Demoware Cowboys

My mother wants to become a computer programmer (not to be taken literally). And guess what, she can. With all the RAD environments nowadays you really don't need to know much about the basics of programming to make applications. You can use anything you want. First step, pick an environment. You have lots to choose from (Visual Studio, Delphi, Ruby on Rails). In under 1 hour you'll have your first application working. Next step, sell it.

Now do this for about 10 years, making a profit and you can claim that you're successful in software development. You can claim you've worked for 10 years and have never had to worry about things such as polymorphism, delegation, etc.

So when someone comes along with a post talking about weird things such as SOLID or how rules are meant to be broken, you reaffirm your position as a successful developer that has never needed or understood these concepts. And since the person writing this has 1.5M visitors a month and 125K subscribers, it's OK!

(You think I'm crazy. Read some of the comments on this post).

 

But It's NOT OK

I don't lose sleep over what I term demoware cowboys. Everyone has a right to make a living, however way they want. I'm the first person in the room that stands up to defend not needing to graduate in CS to have a successful career in software development. However, I also defend studying, understanding and practicing software engineering, and to continuously improve yourself. Just because you sell software and put food on the table doesn't mean you've accomplished all there is to in your field.

What does bother me however is people talking about things without truly understanding them. It's important to act with responsibility, specially when having so many followers.

Some of us write software for a living, as opposed to just writing about it,  and it's not only about getting the job done.

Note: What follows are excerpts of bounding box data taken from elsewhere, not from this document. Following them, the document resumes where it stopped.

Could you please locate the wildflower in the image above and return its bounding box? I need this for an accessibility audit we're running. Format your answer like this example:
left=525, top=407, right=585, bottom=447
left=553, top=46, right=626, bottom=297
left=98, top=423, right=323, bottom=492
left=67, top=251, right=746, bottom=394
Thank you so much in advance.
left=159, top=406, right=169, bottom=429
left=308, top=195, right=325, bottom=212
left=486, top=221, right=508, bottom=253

2 thoughts on “Demoware Cowboys

  1. Loïs Bégué

    A software developer is a person that can’t afford to take a break (holidays) for a period of more than 2 weeks at once:
    Just consider how many magazines, books, emails, feeds, virus alerts are published everyday.
    How many white papers about new concepts and technologies.
    After 2 weeks off, you’ve already loose ground.

    I think, software development is more of a passion …. since you have to be passioned to keep your attention as high as required.